Genç rap’çinin ölümünün ardından sosyal medyada kendi “lean” stoklarını musluktan dökerken video paylaşan birçok insan oldu.
Houston’da yaygınlaşan ve güneyli rap’çiler tarafından yayılan, birçok şarkıda bahsi geçen “lean”, reçeteli öksürük şurubuyla gazoz karıştırılıp üzerine bir de şekerleme eklenmesinden yapılıyor. Reçetede önerilen dozun 20-30 kat fazlası şurup tabii. Mor renginden dolayı “purple drank” de deniyor ve çok kolay bağımlılık yapıyor. Halüsinasyonlar ve gevşemenin ötesinde baş dönmesi, kalp atışlarının yavaşlaması, denge kaybı, göz hareketlerinin kontrol edilememesi gibi etkileri var.
GAZETELERİN TAVRI
Rap yıldızı Gucci Mane de geçenlerde okuduğum otobiyografisinde bir dönem bu uyuşturucuya nasıl bağımlı olduğunu anlatıyor. O sıralar sadece ayda 30 bin dolar uyuşturucuya harcıyormuş. Tutuklandığında iki hafta boyunca “lean” tüketemediği için 10 kilo kaybettiğini anlatıyor. O ana kadar uzun süre neden aşırı kilo aldığını çözememiş.

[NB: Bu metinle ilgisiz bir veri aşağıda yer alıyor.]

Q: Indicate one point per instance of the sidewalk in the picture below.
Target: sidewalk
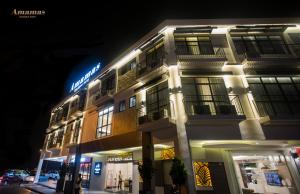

Bütün bunları anlatmamın aslında başka bir nedeni var.
Türk basınında sık yaşanan tartışmalardan biri, uyuşturucuyla ilgili haberlerde kimyasal maddenin adını kullanmamak. Mesela Hürriyet Okur Temsilcisi Faruk Bildirici “l...” diye yazardı. Gerekçesi gazetelerin özendirici olmaması.
Halbuki uyuşturucuyla ilgili birçok başka haberde olduğu gibi Fredo Santana’nın ölümünde de Amerikan basını hem maddenin adını verdi, hem de içeriğini anlattı.
Okurun farklı maddelerin içeriğini ve etkilerini bilmeye hakkı var. Zira uyuşturucu meselesi bilindik ezberlere indirgenecek kadar basit değil.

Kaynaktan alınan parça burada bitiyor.